# Steel Multi HM x Turquoise HM



## PieTime (Mar 16, 2014)

Today I put my turquoise female HM in the breeding tank with my steel multi HM male. So far they've been together for about 40 minutes. The female is definitely ready to go, and is giving the male a bit of a hard time since he hasn't built a nest. But he's dancing and flaring, and it looks like a bubblenest could be in the works here. Fingers crossed that all goes well! (I'll try and get some pics for you guys, but the water is kinda tinted from IAL)


----------



## Bikeridinguckgirl14 (Oct 22, 2013)




----------



## bettaboyshiva (Jul 14, 2011)

hope they spawned!


----------



## PieTime (Mar 16, 2014)

I ended up separating both fish last night after just 4 hours. I have _never_ seen a female tear up a male so badly before. It's not little nip marks, either, we're talking like whole strips of fin gone. Annoyingly, I spent a good 3 weeks conditioning this pair since they're both virgin fish. The male was still flaring and dancing, but looking exhausted, so I decided to put them back in their own tanks, lest I find him dead the next morning.
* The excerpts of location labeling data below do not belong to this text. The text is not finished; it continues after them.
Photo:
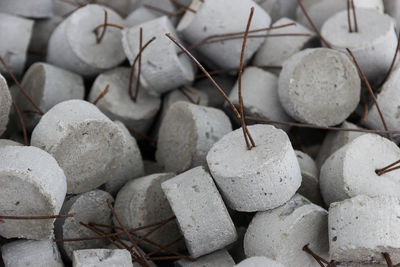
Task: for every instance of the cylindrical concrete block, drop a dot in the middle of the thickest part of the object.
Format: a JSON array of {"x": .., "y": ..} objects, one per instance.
[
  {"x": 260, "y": 96},
  {"x": 31, "y": 9},
  {"x": 101, "y": 258},
  {"x": 73, "y": 45},
  {"x": 142, "y": 202},
  {"x": 310, "y": 178},
  {"x": 131, "y": 163},
  {"x": 259, "y": 179},
  {"x": 47, "y": 85},
  {"x": 321, "y": 10},
  {"x": 276, "y": 50},
  {"x": 5, "y": 104},
  {"x": 88, "y": 207},
  {"x": 162, "y": 68},
  {"x": 373, "y": 45},
  {"x": 33, "y": 184},
  {"x": 329, "y": 97},
  {"x": 42, "y": 30},
  {"x": 13, "y": 48},
  {"x": 259, "y": 261},
  {"x": 200, "y": 212},
  {"x": 335, "y": 140},
  {"x": 215, "y": 99},
  {"x": 362, "y": 228},
  {"x": 388, "y": 99},
  {"x": 24, "y": 253},
  {"x": 85, "y": 143},
  {"x": 139, "y": 16},
  {"x": 281, "y": 234},
  {"x": 187, "y": 133},
  {"x": 221, "y": 17},
  {"x": 279, "y": 8},
  {"x": 220, "y": 258},
  {"x": 351, "y": 170},
  {"x": 117, "y": 103}
]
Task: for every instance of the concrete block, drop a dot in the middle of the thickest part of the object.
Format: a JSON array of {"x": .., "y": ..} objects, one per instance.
[
  {"x": 259, "y": 179},
  {"x": 201, "y": 214}
]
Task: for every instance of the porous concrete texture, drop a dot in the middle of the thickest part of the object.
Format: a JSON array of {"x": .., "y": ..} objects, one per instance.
[
  {"x": 7, "y": 142},
  {"x": 279, "y": 8},
  {"x": 117, "y": 104},
  {"x": 335, "y": 140},
  {"x": 24, "y": 253},
  {"x": 351, "y": 170},
  {"x": 139, "y": 16},
  {"x": 142, "y": 202},
  {"x": 281, "y": 233},
  {"x": 86, "y": 144},
  {"x": 373, "y": 45},
  {"x": 73, "y": 44},
  {"x": 220, "y": 258},
  {"x": 321, "y": 10},
  {"x": 260, "y": 96},
  {"x": 231, "y": 16},
  {"x": 88, "y": 207},
  {"x": 215, "y": 99},
  {"x": 32, "y": 9},
  {"x": 131, "y": 163},
  {"x": 42, "y": 30},
  {"x": 259, "y": 261},
  {"x": 259, "y": 179},
  {"x": 201, "y": 214},
  {"x": 187, "y": 133},
  {"x": 362, "y": 228},
  {"x": 13, "y": 49},
  {"x": 275, "y": 50},
  {"x": 162, "y": 68},
  {"x": 5, "y": 104},
  {"x": 33, "y": 184},
  {"x": 327, "y": 98},
  {"x": 102, "y": 258},
  {"x": 388, "y": 100},
  {"x": 310, "y": 178},
  {"x": 47, "y": 85}
]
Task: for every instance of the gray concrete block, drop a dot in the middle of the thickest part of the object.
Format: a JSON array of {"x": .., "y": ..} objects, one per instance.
[
  {"x": 88, "y": 207},
  {"x": 162, "y": 68},
  {"x": 260, "y": 96},
  {"x": 47, "y": 85},
  {"x": 276, "y": 50},
  {"x": 329, "y": 97},
  {"x": 310, "y": 178},
  {"x": 86, "y": 144},
  {"x": 117, "y": 103},
  {"x": 5, "y": 104},
  {"x": 230, "y": 16},
  {"x": 187, "y": 133},
  {"x": 13, "y": 48},
  {"x": 33, "y": 184},
  {"x": 201, "y": 214},
  {"x": 142, "y": 202},
  {"x": 351, "y": 170},
  {"x": 259, "y": 261},
  {"x": 220, "y": 258},
  {"x": 130, "y": 164},
  {"x": 24, "y": 253},
  {"x": 73, "y": 45},
  {"x": 102, "y": 258},
  {"x": 281, "y": 233},
  {"x": 373, "y": 46},
  {"x": 259, "y": 179},
  {"x": 362, "y": 228}
]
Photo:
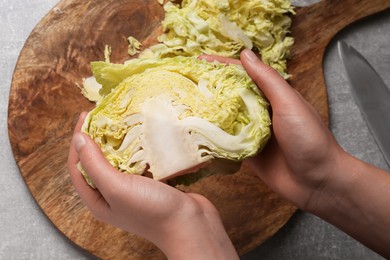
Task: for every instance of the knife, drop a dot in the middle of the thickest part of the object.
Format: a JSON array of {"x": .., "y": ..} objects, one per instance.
[{"x": 371, "y": 94}]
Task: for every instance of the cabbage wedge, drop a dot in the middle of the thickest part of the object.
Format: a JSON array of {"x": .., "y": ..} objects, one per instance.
[{"x": 172, "y": 116}]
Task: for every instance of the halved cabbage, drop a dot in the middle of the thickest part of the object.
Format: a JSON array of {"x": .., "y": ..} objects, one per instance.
[{"x": 174, "y": 115}]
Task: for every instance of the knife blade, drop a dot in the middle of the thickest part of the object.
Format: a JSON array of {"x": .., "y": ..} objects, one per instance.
[{"x": 371, "y": 95}]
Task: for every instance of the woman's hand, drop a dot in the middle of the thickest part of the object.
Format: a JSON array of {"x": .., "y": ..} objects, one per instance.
[
  {"x": 183, "y": 226},
  {"x": 298, "y": 160}
]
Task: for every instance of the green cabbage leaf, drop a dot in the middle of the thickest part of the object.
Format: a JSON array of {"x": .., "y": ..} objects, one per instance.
[
  {"x": 225, "y": 28},
  {"x": 169, "y": 116}
]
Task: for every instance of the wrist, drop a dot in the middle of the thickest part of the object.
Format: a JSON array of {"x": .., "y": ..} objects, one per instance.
[{"x": 336, "y": 181}]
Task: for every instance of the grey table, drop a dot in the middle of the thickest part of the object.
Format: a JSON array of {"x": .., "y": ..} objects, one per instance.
[{"x": 26, "y": 233}]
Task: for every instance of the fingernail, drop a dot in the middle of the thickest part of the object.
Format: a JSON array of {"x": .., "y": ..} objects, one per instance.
[
  {"x": 78, "y": 141},
  {"x": 250, "y": 55}
]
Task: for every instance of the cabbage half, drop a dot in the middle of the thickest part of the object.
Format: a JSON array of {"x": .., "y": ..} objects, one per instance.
[
  {"x": 225, "y": 28},
  {"x": 174, "y": 115}
]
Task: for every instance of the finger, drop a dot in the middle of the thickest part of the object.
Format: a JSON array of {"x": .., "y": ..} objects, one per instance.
[
  {"x": 272, "y": 84},
  {"x": 104, "y": 176},
  {"x": 211, "y": 58},
  {"x": 92, "y": 198}
]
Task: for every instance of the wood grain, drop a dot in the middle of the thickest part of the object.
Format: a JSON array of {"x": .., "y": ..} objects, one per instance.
[{"x": 44, "y": 105}]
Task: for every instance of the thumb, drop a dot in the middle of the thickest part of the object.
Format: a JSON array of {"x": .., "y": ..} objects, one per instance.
[{"x": 99, "y": 170}]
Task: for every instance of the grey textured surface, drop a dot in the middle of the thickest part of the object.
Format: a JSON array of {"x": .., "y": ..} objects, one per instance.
[{"x": 26, "y": 233}]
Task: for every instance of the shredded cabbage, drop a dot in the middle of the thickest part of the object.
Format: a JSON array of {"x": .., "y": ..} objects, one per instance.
[{"x": 225, "y": 28}]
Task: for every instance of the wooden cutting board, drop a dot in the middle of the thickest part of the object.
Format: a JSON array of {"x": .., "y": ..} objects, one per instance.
[{"x": 44, "y": 105}]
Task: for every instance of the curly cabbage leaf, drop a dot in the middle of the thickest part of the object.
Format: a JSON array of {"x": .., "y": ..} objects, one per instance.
[
  {"x": 225, "y": 28},
  {"x": 174, "y": 115}
]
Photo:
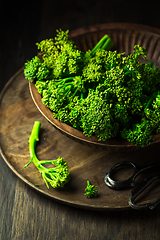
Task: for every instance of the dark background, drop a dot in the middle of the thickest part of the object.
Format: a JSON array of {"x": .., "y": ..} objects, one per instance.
[{"x": 23, "y": 23}]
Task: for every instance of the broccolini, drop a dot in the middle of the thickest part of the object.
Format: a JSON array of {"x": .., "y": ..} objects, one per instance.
[
  {"x": 100, "y": 92},
  {"x": 57, "y": 176}
]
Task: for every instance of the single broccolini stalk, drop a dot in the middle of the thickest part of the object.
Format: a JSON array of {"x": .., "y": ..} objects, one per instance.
[
  {"x": 91, "y": 190},
  {"x": 57, "y": 176},
  {"x": 105, "y": 43}
]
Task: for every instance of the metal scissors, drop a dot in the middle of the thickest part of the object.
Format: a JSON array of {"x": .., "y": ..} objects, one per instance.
[{"x": 130, "y": 182}]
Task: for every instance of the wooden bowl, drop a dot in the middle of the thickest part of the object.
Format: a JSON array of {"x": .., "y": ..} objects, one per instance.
[{"x": 124, "y": 36}]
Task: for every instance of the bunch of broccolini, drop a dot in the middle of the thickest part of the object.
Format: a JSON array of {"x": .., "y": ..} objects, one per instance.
[{"x": 99, "y": 92}]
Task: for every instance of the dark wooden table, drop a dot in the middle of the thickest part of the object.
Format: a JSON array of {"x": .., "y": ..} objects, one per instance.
[{"x": 24, "y": 213}]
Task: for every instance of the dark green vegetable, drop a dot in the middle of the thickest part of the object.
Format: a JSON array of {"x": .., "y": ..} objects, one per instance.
[
  {"x": 57, "y": 176},
  {"x": 91, "y": 190},
  {"x": 100, "y": 92}
]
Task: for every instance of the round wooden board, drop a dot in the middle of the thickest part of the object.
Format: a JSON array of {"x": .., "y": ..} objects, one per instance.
[{"x": 17, "y": 116}]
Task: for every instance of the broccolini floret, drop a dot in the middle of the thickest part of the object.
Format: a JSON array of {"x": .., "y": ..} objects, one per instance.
[
  {"x": 91, "y": 190},
  {"x": 57, "y": 176}
]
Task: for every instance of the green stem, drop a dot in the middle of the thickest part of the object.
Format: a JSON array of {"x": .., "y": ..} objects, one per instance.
[{"x": 34, "y": 137}]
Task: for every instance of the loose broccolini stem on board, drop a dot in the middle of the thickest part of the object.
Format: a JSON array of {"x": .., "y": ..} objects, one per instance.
[{"x": 57, "y": 176}]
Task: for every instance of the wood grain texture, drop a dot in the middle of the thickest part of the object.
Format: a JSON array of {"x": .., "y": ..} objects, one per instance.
[
  {"x": 35, "y": 216},
  {"x": 17, "y": 116}
]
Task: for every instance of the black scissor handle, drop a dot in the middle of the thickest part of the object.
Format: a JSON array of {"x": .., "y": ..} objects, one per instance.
[
  {"x": 139, "y": 189},
  {"x": 118, "y": 185}
]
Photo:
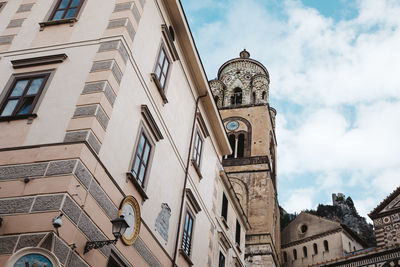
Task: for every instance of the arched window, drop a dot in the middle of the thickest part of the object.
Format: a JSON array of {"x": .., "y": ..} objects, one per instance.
[
  {"x": 305, "y": 252},
  {"x": 284, "y": 257},
  {"x": 232, "y": 143},
  {"x": 326, "y": 245},
  {"x": 236, "y": 98},
  {"x": 240, "y": 148}
]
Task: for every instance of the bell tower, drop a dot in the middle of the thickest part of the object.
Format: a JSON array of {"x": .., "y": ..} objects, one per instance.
[{"x": 241, "y": 92}]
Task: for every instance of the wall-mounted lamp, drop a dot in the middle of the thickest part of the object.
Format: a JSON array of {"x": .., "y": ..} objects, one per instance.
[{"x": 119, "y": 226}]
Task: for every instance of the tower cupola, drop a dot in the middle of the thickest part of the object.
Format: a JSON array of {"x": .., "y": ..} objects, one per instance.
[{"x": 241, "y": 82}]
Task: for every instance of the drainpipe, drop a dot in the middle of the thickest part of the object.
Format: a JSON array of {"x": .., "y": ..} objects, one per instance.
[{"x": 185, "y": 181}]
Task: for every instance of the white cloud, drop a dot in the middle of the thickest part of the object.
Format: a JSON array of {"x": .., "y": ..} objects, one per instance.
[
  {"x": 322, "y": 65},
  {"x": 300, "y": 199}
]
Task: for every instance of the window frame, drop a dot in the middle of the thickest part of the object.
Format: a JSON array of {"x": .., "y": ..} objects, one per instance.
[
  {"x": 142, "y": 186},
  {"x": 56, "y": 8},
  {"x": 162, "y": 88},
  {"x": 224, "y": 211},
  {"x": 182, "y": 248},
  {"x": 238, "y": 232},
  {"x": 219, "y": 259},
  {"x": 8, "y": 89}
]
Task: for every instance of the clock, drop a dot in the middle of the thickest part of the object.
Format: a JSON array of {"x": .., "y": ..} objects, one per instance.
[
  {"x": 130, "y": 209},
  {"x": 232, "y": 125}
]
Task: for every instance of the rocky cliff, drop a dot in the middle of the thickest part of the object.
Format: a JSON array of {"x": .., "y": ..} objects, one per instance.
[{"x": 343, "y": 211}]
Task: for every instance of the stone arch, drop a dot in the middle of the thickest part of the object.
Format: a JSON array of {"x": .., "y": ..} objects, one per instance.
[
  {"x": 272, "y": 160},
  {"x": 260, "y": 86},
  {"x": 247, "y": 134},
  {"x": 241, "y": 191}
]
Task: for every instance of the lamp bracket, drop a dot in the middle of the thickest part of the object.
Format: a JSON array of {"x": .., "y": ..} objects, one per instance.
[{"x": 98, "y": 244}]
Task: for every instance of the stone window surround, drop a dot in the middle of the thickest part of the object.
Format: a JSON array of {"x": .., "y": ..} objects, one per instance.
[
  {"x": 162, "y": 89},
  {"x": 2, "y": 5},
  {"x": 8, "y": 87},
  {"x": 187, "y": 257},
  {"x": 142, "y": 188},
  {"x": 71, "y": 21},
  {"x": 29, "y": 250}
]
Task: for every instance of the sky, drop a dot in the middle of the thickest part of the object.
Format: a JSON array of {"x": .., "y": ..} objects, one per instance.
[{"x": 335, "y": 83}]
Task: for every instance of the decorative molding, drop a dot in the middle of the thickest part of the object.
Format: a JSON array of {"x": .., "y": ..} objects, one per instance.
[
  {"x": 202, "y": 125},
  {"x": 159, "y": 88},
  {"x": 152, "y": 123},
  {"x": 245, "y": 161},
  {"x": 137, "y": 186},
  {"x": 169, "y": 37},
  {"x": 38, "y": 61},
  {"x": 192, "y": 199}
]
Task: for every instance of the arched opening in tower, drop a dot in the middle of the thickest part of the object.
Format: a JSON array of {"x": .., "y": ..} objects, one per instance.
[
  {"x": 240, "y": 148},
  {"x": 236, "y": 98}
]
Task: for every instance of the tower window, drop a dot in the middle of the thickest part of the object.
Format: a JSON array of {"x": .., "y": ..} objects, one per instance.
[
  {"x": 240, "y": 148},
  {"x": 236, "y": 98},
  {"x": 263, "y": 95},
  {"x": 237, "y": 236},
  {"x": 232, "y": 142},
  {"x": 315, "y": 249},
  {"x": 66, "y": 9}
]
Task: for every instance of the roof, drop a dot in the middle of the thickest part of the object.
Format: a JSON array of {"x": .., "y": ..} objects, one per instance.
[{"x": 373, "y": 214}]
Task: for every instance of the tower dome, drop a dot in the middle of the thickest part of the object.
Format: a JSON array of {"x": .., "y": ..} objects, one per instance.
[{"x": 241, "y": 81}]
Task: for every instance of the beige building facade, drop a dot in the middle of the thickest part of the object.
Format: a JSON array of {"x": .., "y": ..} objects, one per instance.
[
  {"x": 241, "y": 91},
  {"x": 311, "y": 240},
  {"x": 106, "y": 113}
]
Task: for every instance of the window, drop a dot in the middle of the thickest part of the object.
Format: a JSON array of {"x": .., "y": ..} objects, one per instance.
[
  {"x": 187, "y": 234},
  {"x": 326, "y": 245},
  {"x": 315, "y": 249},
  {"x": 66, "y": 9},
  {"x": 23, "y": 95},
  {"x": 115, "y": 261},
  {"x": 232, "y": 142},
  {"x": 240, "y": 148},
  {"x": 198, "y": 145},
  {"x": 305, "y": 252},
  {"x": 2, "y": 4},
  {"x": 236, "y": 98},
  {"x": 221, "y": 261},
  {"x": 141, "y": 161},
  {"x": 237, "y": 237},
  {"x": 162, "y": 68},
  {"x": 224, "y": 212}
]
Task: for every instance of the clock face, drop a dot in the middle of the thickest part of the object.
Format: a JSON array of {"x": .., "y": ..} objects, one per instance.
[
  {"x": 232, "y": 125},
  {"x": 131, "y": 212}
]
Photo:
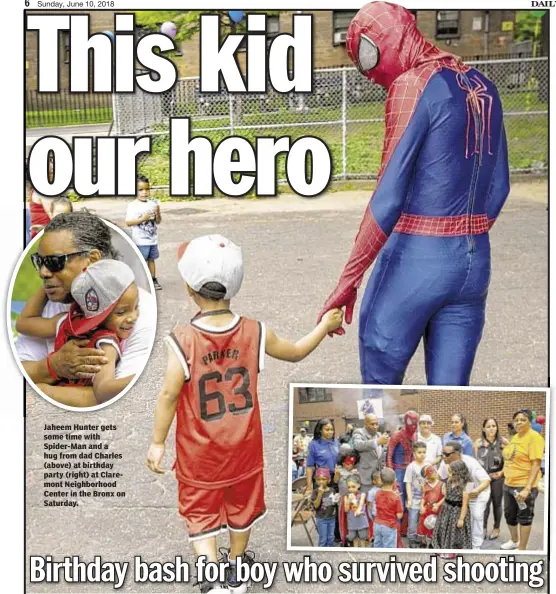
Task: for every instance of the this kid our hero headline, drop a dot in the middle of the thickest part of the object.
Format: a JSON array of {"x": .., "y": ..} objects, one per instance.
[{"x": 236, "y": 166}]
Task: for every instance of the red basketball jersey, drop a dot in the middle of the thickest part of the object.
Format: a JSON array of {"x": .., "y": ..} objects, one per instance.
[{"x": 219, "y": 433}]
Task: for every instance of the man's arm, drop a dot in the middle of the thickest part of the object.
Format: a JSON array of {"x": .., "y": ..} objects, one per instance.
[
  {"x": 165, "y": 410},
  {"x": 31, "y": 322},
  {"x": 407, "y": 124},
  {"x": 77, "y": 396},
  {"x": 284, "y": 350},
  {"x": 105, "y": 385},
  {"x": 500, "y": 185},
  {"x": 72, "y": 361}
]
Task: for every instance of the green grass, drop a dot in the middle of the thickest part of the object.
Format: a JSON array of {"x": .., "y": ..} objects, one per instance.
[{"x": 27, "y": 281}]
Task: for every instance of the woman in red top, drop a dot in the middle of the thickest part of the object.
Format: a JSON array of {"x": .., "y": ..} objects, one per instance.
[{"x": 430, "y": 503}]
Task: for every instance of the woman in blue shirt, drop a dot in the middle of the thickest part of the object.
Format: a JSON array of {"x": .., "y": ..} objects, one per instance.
[
  {"x": 459, "y": 433},
  {"x": 323, "y": 450}
]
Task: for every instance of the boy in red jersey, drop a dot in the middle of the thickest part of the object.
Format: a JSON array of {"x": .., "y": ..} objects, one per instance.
[{"x": 211, "y": 387}]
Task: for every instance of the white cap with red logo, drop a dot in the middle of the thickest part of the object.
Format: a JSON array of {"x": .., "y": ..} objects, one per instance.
[
  {"x": 211, "y": 259},
  {"x": 97, "y": 291}
]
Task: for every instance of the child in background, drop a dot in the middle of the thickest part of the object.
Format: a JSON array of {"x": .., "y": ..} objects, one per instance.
[
  {"x": 210, "y": 387},
  {"x": 414, "y": 483},
  {"x": 344, "y": 469},
  {"x": 355, "y": 514},
  {"x": 143, "y": 216},
  {"x": 430, "y": 504},
  {"x": 389, "y": 511},
  {"x": 453, "y": 526},
  {"x": 53, "y": 207},
  {"x": 325, "y": 502}
]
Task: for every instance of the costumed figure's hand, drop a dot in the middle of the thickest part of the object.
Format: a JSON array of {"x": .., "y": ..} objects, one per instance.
[{"x": 368, "y": 243}]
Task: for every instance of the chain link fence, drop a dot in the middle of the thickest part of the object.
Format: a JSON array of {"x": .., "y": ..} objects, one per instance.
[{"x": 344, "y": 110}]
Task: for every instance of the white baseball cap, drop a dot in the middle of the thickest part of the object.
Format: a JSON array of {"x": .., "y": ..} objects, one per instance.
[
  {"x": 97, "y": 291},
  {"x": 211, "y": 259}
]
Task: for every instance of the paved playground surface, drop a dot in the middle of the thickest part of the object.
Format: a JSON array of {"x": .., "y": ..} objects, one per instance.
[{"x": 294, "y": 251}]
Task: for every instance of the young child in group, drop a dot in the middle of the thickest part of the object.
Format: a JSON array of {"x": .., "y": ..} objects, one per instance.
[
  {"x": 55, "y": 206},
  {"x": 453, "y": 526},
  {"x": 431, "y": 503},
  {"x": 389, "y": 511},
  {"x": 414, "y": 483},
  {"x": 105, "y": 310},
  {"x": 211, "y": 387},
  {"x": 354, "y": 514},
  {"x": 143, "y": 216},
  {"x": 324, "y": 500},
  {"x": 344, "y": 469}
]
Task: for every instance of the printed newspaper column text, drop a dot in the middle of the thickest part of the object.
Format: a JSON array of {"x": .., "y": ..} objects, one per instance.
[{"x": 78, "y": 464}]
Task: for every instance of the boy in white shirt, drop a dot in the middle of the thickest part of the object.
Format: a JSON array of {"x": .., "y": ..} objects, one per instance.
[{"x": 143, "y": 216}]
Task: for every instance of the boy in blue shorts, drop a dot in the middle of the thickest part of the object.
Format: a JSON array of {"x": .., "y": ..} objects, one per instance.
[{"x": 143, "y": 216}]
The female's not even that big, and for as badly as she shredded him, she has no battle wounds whatsoever :| Looks like I'll need a bigger, more aggressive male than this guy.


----------



## amphirion (Jan 15, 2014)

my last pair was like that. funny thing-- female was shredded to bits but had no horizontal bar displays. almost as if she was into the kink. best of luck the second time around.


----------



## bettaboyshiva (Jul 14, 2011)

he may never spawn with her...but she however is showing you that ur male is weak and if he cannot beat her...she willl not submit to him and therefore no spawning will occur..my suggestion...feed up ur male and fatten him and try round two soon if no other male is available..


----------